Unfortunately muman, you do not understand Israeli society or the perspectives of the various religious sectors that live there.
Regarding Haredi participation in the IDF:
The Nahal Haredi unit of the IDF was created in 1999 for Chareidim who want to serve their country while adhering to the highest religious standards. Currently, the battalion is about 70 percent Chareidi and 30 percent National Religious. Since its inception, more than 2,000 soldiers have gone through Nahal Haredi’s three-year program. There are about 700 soldiers in the battalion at any given time
http://www.nahalharedi.org/
As judea pointed out, many haredim lashed out against Rav Shteinman for supporting this proposal, and I challenge you to find me among those who are considered "the gedolim" - support for nahal haredi for haredi Jews. Perception of Rav Shteinman certainly dropped due to his "audacity" to take a principled (and logical, reasonable) stance against the desires and common thinking of the ignorant masses, who would rather avoid the army and claim frumkeit as the reasoning. Of course, in my view, for his intellectual honesty and courage, Rav Shteinman's stature only increased.
VERY few haredim (compared to the population size of haredim) serve in these nahal haredi units, and those who do are considered 'outcasts' and 'failures' in haredi society. One who "makes it" in haredi society is one who succeeds at learning and stays in kollel long enough to forego military service entirely. If you "don't make it" it means you had to get a job instead because you either didn't enjoy the learning full-time and couldn't cut it because of that, didn't succeed at it as well as others, are not brilliant and/or not cut out for it, have a different point of view from the rest of haredi society and somehow value work despite the fact that your parents raised you to resent having a job as something second-class to kollel-learners, don't desire to live in utter poverty begging for money to feed your kids pay rent (begging from relatives, from tzedaka or whatever else), your hashkafa changed radically from that cookie-cutter extremist hashkafa of haredi society, or you became 'less frum,' or off the derech entirely.
The bottom line is, haredi society as a whole in Israel scorns this organization, and at most it is "b'dieved" not le'hathila.
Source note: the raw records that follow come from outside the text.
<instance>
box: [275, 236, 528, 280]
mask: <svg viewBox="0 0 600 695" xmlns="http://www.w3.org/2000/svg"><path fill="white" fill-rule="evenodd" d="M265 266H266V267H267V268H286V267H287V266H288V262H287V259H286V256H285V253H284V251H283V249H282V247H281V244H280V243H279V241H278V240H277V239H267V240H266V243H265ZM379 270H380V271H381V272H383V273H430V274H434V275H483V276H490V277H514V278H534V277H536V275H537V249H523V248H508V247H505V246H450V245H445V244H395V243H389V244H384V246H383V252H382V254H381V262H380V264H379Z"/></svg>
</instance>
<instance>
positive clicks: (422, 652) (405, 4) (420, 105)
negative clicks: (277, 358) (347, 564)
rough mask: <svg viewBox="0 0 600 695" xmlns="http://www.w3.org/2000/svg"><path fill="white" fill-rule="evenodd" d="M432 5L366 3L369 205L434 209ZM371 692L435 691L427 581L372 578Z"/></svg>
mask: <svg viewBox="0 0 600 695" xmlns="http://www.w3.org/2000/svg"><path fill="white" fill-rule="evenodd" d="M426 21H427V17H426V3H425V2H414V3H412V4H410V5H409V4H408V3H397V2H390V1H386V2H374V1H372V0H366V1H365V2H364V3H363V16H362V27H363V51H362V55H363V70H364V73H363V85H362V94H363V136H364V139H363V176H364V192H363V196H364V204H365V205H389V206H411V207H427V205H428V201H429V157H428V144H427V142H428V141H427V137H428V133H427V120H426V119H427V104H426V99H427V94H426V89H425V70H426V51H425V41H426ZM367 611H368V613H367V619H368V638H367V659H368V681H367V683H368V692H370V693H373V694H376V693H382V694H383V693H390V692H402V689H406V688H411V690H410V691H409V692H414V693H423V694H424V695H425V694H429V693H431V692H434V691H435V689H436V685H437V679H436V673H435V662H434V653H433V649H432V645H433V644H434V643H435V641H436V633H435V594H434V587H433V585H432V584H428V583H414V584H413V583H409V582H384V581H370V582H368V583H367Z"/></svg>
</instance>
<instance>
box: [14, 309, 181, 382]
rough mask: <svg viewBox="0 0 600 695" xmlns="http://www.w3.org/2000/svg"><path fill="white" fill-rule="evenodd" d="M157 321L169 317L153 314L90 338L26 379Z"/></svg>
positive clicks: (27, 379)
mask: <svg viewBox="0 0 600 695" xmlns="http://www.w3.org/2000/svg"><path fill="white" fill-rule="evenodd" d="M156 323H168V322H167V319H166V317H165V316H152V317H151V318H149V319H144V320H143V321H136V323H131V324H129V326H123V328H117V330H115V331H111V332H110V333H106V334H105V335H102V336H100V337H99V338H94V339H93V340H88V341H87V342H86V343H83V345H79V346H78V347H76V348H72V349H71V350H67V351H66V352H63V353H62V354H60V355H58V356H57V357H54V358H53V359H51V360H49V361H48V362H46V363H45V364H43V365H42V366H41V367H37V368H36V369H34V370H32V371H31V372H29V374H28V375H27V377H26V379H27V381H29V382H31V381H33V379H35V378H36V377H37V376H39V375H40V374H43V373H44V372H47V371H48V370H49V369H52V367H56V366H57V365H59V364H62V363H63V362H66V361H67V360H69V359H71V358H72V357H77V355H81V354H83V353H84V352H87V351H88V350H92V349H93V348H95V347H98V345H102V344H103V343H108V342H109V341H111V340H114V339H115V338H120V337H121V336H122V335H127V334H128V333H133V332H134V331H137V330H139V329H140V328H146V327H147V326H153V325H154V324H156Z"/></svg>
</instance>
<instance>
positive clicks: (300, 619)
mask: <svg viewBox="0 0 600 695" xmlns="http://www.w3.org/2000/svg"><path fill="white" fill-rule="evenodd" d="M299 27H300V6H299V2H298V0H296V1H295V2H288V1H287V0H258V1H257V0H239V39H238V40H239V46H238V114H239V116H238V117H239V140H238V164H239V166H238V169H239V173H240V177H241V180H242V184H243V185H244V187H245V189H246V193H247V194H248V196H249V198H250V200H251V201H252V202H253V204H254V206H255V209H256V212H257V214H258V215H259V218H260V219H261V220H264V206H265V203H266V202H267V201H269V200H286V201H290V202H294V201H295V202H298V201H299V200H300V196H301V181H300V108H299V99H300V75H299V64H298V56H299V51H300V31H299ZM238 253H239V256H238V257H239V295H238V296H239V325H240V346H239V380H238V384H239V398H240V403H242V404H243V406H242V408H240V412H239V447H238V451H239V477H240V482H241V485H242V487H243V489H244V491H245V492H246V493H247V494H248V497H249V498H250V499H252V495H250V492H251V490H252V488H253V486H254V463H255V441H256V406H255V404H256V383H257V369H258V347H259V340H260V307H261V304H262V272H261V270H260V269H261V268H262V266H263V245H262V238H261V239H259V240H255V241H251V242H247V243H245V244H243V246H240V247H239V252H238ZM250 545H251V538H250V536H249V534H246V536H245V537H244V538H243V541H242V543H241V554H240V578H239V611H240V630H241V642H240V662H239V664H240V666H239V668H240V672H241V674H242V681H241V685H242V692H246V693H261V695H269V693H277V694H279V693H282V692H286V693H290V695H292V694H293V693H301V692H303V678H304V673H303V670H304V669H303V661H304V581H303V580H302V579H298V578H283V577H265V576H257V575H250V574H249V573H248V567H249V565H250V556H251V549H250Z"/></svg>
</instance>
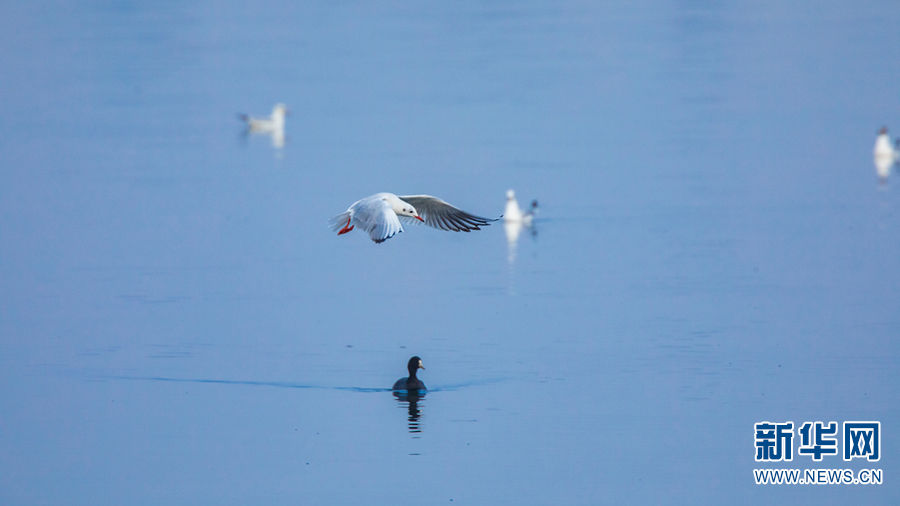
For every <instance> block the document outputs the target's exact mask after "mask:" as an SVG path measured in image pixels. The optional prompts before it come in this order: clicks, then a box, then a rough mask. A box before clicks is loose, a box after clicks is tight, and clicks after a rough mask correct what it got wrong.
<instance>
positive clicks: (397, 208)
mask: <svg viewBox="0 0 900 506" xmlns="http://www.w3.org/2000/svg"><path fill="white" fill-rule="evenodd" d="M384 199H385V200H386V201H387V202H388V203H389V204H390V205H391V209H393V210H394V214H396V215H397V216H409V217H410V218H415V219H417V220H419V221H422V222H424V221H425V220H423V219H422V217H421V216H419V212H418V211H416V208H415V207H413V206H412V204H410V203H409V202H405V201H403V200H401V199H399V198H398V197H397V196H396V195H388V196H385V197H384Z"/></svg>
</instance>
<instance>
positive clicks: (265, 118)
mask: <svg viewBox="0 0 900 506" xmlns="http://www.w3.org/2000/svg"><path fill="white" fill-rule="evenodd" d="M286 114H287V106H286V105H284V104H282V103H277V104H275V107H273V108H272V114H271V115H270V116H269V117H268V118H254V117H251V116H248V115H246V114H240V115H238V117H239V118H241V119H242V120H243V121H244V122H245V123H247V129H248V130H249V131H251V132H267V133H273V132H284V117H285V115H286Z"/></svg>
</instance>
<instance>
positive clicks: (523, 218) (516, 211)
mask: <svg viewBox="0 0 900 506" xmlns="http://www.w3.org/2000/svg"><path fill="white" fill-rule="evenodd" d="M535 211H537V200H532V201H531V209H529V210H528V211H527V212H523V211H522V208H520V207H519V201H517V200H516V192H514V191H512V190H506V209H505V210H504V212H503V221H505V222H507V223H521V224H522V225H525V226H526V227H528V226H531V222H532V220H533V219H534V213H535Z"/></svg>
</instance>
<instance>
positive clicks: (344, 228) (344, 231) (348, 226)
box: [338, 218, 353, 235]
mask: <svg viewBox="0 0 900 506" xmlns="http://www.w3.org/2000/svg"><path fill="white" fill-rule="evenodd" d="M351 230H353V227H352V226H351V225H350V218H347V224H346V225H344V228H342V229H340V230H339V231H338V235H341V234H346V233H347V232H349V231H351Z"/></svg>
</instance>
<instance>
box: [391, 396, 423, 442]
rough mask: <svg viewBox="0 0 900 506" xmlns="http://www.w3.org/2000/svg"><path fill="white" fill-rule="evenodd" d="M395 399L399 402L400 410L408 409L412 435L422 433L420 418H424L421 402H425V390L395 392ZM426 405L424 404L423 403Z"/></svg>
mask: <svg viewBox="0 0 900 506" xmlns="http://www.w3.org/2000/svg"><path fill="white" fill-rule="evenodd" d="M394 397H396V398H397V402H398V404H399V407H400V408H407V413H408V415H409V416H408V417H407V422H408V424H409V425H408V427H409V432H410V433H411V434H418V433H420V432H422V426H421V425H420V424H419V418H421V417H422V409H421V407H420V405H419V403H420V402H423V401H424V400H425V391H424V390H410V391H403V390H395V391H394ZM423 404H424V402H423Z"/></svg>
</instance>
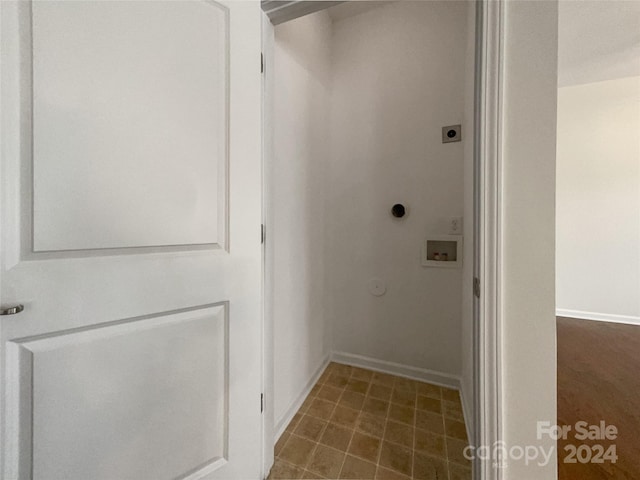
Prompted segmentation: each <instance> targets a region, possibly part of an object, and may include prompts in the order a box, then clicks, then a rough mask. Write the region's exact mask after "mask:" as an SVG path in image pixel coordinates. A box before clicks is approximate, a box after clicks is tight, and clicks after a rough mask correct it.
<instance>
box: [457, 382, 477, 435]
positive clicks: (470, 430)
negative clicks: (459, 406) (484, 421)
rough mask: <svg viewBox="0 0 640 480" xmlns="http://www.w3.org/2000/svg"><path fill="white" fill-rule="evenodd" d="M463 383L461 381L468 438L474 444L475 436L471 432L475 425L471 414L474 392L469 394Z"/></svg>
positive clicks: (464, 412) (463, 413) (461, 392)
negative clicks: (472, 428) (471, 408)
mask: <svg viewBox="0 0 640 480" xmlns="http://www.w3.org/2000/svg"><path fill="white" fill-rule="evenodd" d="M463 385H464V384H463V383H462V382H461V383H460V400H461V402H462V416H463V417H464V426H465V427H466V429H467V438H468V439H469V443H471V444H473V442H474V441H475V440H474V436H473V435H472V434H471V428H472V427H473V416H472V415H471V411H472V410H471V404H470V403H469V402H473V392H472V394H471V395H467V391H466V390H465V389H464V387H463Z"/></svg>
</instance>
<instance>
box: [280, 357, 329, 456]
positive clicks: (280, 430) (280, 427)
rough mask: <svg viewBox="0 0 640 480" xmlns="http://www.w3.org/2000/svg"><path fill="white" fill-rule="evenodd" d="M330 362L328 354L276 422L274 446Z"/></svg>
mask: <svg viewBox="0 0 640 480" xmlns="http://www.w3.org/2000/svg"><path fill="white" fill-rule="evenodd" d="M330 360H331V354H330V353H328V354H327V355H326V356H325V357H324V358H323V359H322V363H321V364H320V367H319V368H318V369H317V370H316V371H315V373H314V374H313V375H312V377H311V379H310V380H309V381H308V382H307V384H306V385H305V387H304V389H303V390H302V392H300V395H298V397H297V398H296V399H295V400H294V401H293V402H292V403H291V405H289V408H287V411H286V412H285V413H284V415H282V417H281V418H280V419H279V420H276V428H275V430H276V435H275V440H274V444H275V442H277V441H278V439H279V438H280V436H281V435H282V434H283V433H284V431H285V429H286V428H287V425H289V422H291V420H292V419H293V416H294V415H295V414H296V412H297V411H298V410H300V407H301V406H302V403H303V402H304V400H305V398H307V395H309V392H311V389H312V388H313V386H314V385H315V384H316V383H317V382H318V379H319V378H320V375H322V372H324V369H325V368H327V365H329V361H330Z"/></svg>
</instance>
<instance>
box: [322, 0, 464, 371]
mask: <svg viewBox="0 0 640 480" xmlns="http://www.w3.org/2000/svg"><path fill="white" fill-rule="evenodd" d="M466 28H467V6H466V4H465V3H464V2H397V3H390V4H387V5H385V6H382V7H378V8H375V9H372V10H370V11H368V12H366V13H362V14H360V15H356V16H352V17H348V18H344V19H341V20H338V21H336V22H334V26H333V41H332V50H333V92H332V93H333V95H332V154H331V155H330V157H329V158H328V162H327V163H328V167H329V168H328V177H327V210H326V218H325V226H326V242H327V258H326V267H325V268H326V270H325V272H326V275H327V277H326V278H327V284H326V306H327V314H328V315H329V317H330V318H331V320H332V321H333V330H334V335H333V345H334V350H336V351H340V352H347V353H350V354H357V355H363V356H367V357H373V358H375V359H378V360H383V361H389V362H396V363H400V364H404V365H410V366H414V367H420V368H424V369H430V370H435V371H438V372H442V373H445V374H451V375H455V376H459V374H460V371H461V359H460V357H461V353H460V349H461V340H460V335H461V325H460V323H461V307H462V299H461V288H462V287H461V281H462V270H460V269H440V268H425V267H423V266H422V265H421V264H420V255H421V245H422V242H423V240H424V239H425V237H426V235H427V233H436V234H443V233H444V234H446V233H447V223H446V220H445V219H446V217H449V216H462V214H463V143H450V144H442V143H441V127H442V126H444V125H452V124H458V123H462V121H463V116H464V96H465V95H464V91H465V79H464V76H465V47H466ZM470 134H471V132H470V130H468V129H466V126H463V136H466V135H470ZM397 202H401V203H404V204H405V205H406V206H408V212H409V213H408V215H407V216H406V217H405V219H403V220H396V219H394V218H393V217H392V216H391V215H390V213H389V211H390V208H391V206H392V205H393V204H394V203H397ZM469 233H471V232H465V234H469ZM465 261H467V259H465ZM372 277H379V278H381V279H383V280H384V281H385V282H386V283H387V293H386V295H384V296H381V297H374V296H372V295H371V294H370V293H369V292H368V290H367V281H368V280H369V279H371V278H372Z"/></svg>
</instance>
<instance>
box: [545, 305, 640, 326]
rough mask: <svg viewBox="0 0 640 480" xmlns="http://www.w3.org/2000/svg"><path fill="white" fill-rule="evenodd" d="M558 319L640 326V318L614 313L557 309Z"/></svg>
mask: <svg viewBox="0 0 640 480" xmlns="http://www.w3.org/2000/svg"><path fill="white" fill-rule="evenodd" d="M556 317H569V318H579V319H581V320H596V321H598V322H611V323H625V324H628V325H640V317H634V316H632V315H615V314H613V313H596V312H583V311H581V310H565V309H564V308H557V309H556Z"/></svg>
Meaning, one who can't make it in the kollels, or desires to work for a living against the grain of his societal upbringing, changes hashkafa in some other way, strays from how he was raised, or unfortunately goes off the derech and can't stay in yeshiva anymore, these are the people who then are "FORCED" to get jobs and in that case have no choice but to serve in the military. The Nahal haredi is the way to stay religious while serving. Or serve in a cultural environment more similar to what they are used to having grown up religious. And if they are really off the derech, it can be societal pressures and family pressure that causes them to serve in the religious units rather than just go join the regular army units. A compromise of sorts.
To have a job is considered second-class by most haredim.
Hesder yeshivot, which combine military service and Torah study, turn out 1,200 recruits each year—a 40 percent increase over the last 5 years (New York Times, 31 December 2007).
The IDF draws about 10 percent of its staff officers, 15 percent of its combat support officers and up to 40 percent of its combat officers from the National Religious sector.
http://www.ou.org/index.php/jewish_action/article/38157/
You said in this quote how much the IDF draws from the
NATIONAL RELIGIOUS SECTOR . And that is exactly the sector that fills the ranks of Hesder yeshivot. That does NOT address haredim. Hesder yeshivot have nothing to do with Haredi Jews. The religious zionists go to hesder yeshivot and then serve in the military. And their sector is the most patriotic in all of Israeli society, as recent polls show. (despite the fact that the state has declared war on them and wants to expel them from settlements).
The national religious (aka religious zionists) are a different group of people entirely than haredi Jews. The fact that they had to be called "religious zionists" is precisely because the haredi Jews (the majority of the religious) are antizionist, and so this distinguishes them from those "other" frum Jews we commonly refer to as haredim, and/or ultra orthodox Jews, who are against the state, against serving in the military, and in general against self-defense and most Kahanist principles. They have a watered-down galuth-based Judaism based mostly on personal piety and dress code. Many poisonous anti-Jewish notions continue to graft onto the haredi hashkafa and the disdain for jobs and army service are a few of them.